Fish that are harvested under conditions that expose dead fish to harvest waters of 65°F (18.3°C) or less for 24 hours or less should be placed in ice, or in refrigerated seawater, ice slurry, or brine of 40°F (4.4°C) or less, as soon as possible after harvest, but not more than the time limits listed above, with the time period starting when the fish leave the 65°F (18.3°C) or less environment.

Detection

Sensory Evaluation – Sensory evaluation is generally used to screen fish for indicators of spoilage that develop when the fish is exposed to time and temperature abuse. Odor in particular is an effective means of detecting fish that have been subjected to a variety of abusive conditions. However, odors of decomposition that are typical of relatively low temperature spoilage may not be present if the fish has undergone high temperature spoilage. This condition makes sensory examination alone an ineffective control for preventing scombrotoxin (histamine) formation.
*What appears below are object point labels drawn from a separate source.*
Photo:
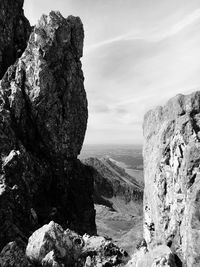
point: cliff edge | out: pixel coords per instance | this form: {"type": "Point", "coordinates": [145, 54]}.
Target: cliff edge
{"type": "Point", "coordinates": [43, 118]}
{"type": "Point", "coordinates": [172, 181]}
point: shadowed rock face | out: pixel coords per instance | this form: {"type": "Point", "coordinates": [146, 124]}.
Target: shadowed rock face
{"type": "Point", "coordinates": [14, 32]}
{"type": "Point", "coordinates": [172, 180]}
{"type": "Point", "coordinates": [43, 118]}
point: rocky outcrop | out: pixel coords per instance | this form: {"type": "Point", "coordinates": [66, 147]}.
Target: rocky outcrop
{"type": "Point", "coordinates": [43, 118]}
{"type": "Point", "coordinates": [52, 246]}
{"type": "Point", "coordinates": [13, 255]}
{"type": "Point", "coordinates": [14, 32]}
{"type": "Point", "coordinates": [172, 180]}
{"type": "Point", "coordinates": [160, 256]}
{"type": "Point", "coordinates": [111, 182]}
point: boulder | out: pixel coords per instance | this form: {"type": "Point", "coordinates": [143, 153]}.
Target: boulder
{"type": "Point", "coordinates": [13, 255]}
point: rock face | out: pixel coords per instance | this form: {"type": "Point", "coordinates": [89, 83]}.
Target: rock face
{"type": "Point", "coordinates": [160, 256]}
{"type": "Point", "coordinates": [52, 246]}
{"type": "Point", "coordinates": [14, 32]}
{"type": "Point", "coordinates": [172, 180]}
{"type": "Point", "coordinates": [43, 118]}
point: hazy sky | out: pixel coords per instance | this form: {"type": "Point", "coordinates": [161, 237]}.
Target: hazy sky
{"type": "Point", "coordinates": [137, 54]}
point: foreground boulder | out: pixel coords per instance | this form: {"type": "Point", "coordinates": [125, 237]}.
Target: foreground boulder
{"type": "Point", "coordinates": [172, 180]}
{"type": "Point", "coordinates": [43, 118]}
{"type": "Point", "coordinates": [14, 32]}
{"type": "Point", "coordinates": [13, 255]}
{"type": "Point", "coordinates": [52, 246]}
{"type": "Point", "coordinates": [52, 242]}
{"type": "Point", "coordinates": [160, 256]}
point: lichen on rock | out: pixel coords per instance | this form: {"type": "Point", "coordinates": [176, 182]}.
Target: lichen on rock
{"type": "Point", "coordinates": [171, 167]}
{"type": "Point", "coordinates": [43, 119]}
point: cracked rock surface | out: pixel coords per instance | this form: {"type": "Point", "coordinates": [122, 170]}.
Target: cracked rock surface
{"type": "Point", "coordinates": [43, 118]}
{"type": "Point", "coordinates": [172, 181]}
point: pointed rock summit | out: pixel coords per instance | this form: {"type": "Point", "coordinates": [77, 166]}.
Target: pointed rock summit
{"type": "Point", "coordinates": [43, 118]}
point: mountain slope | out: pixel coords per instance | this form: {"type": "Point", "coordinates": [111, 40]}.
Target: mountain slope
{"type": "Point", "coordinates": [118, 201]}
{"type": "Point", "coordinates": [113, 187]}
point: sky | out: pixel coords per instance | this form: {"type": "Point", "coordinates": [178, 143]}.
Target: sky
{"type": "Point", "coordinates": [137, 55]}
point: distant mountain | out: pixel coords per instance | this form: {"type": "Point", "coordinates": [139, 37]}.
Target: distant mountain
{"type": "Point", "coordinates": [113, 187]}
{"type": "Point", "coordinates": [118, 201]}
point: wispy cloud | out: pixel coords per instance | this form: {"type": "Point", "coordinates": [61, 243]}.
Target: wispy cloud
{"type": "Point", "coordinates": [154, 35]}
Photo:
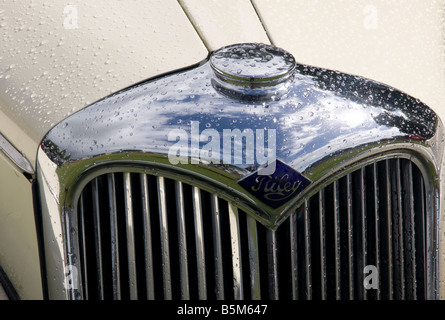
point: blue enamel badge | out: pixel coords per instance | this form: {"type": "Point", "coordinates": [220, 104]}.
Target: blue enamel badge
{"type": "Point", "coordinates": [277, 188]}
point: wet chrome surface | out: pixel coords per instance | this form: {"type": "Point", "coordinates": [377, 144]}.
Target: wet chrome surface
{"type": "Point", "coordinates": [327, 123]}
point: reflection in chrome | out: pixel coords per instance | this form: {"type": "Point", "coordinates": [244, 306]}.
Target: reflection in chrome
{"type": "Point", "coordinates": [328, 124]}
{"type": "Point", "coordinates": [15, 156]}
Enzyme Immunoassay – The enzyme immunoassay for histamine is based on the competition between the histamine to be assayed and the histamine-alkaline phosphatase conjugate, for binding to antibody directed against histamine, coated onto microtiter wells. The sample containing the histamine, and the histamine-alkaline phosphatase conjugate, when added to the microtiter wells, compete for binding to a limiting number of antibody sites. After incubation, each well is rinsed in order to remove non-bound components. The bound enzymatic activity is then measured by the addition of a chromogenic substrate. The intensity of the color developed is inversely proportional to the concentration of histamine in the sample. The concentration is estimated by comparison with standard histamine solution.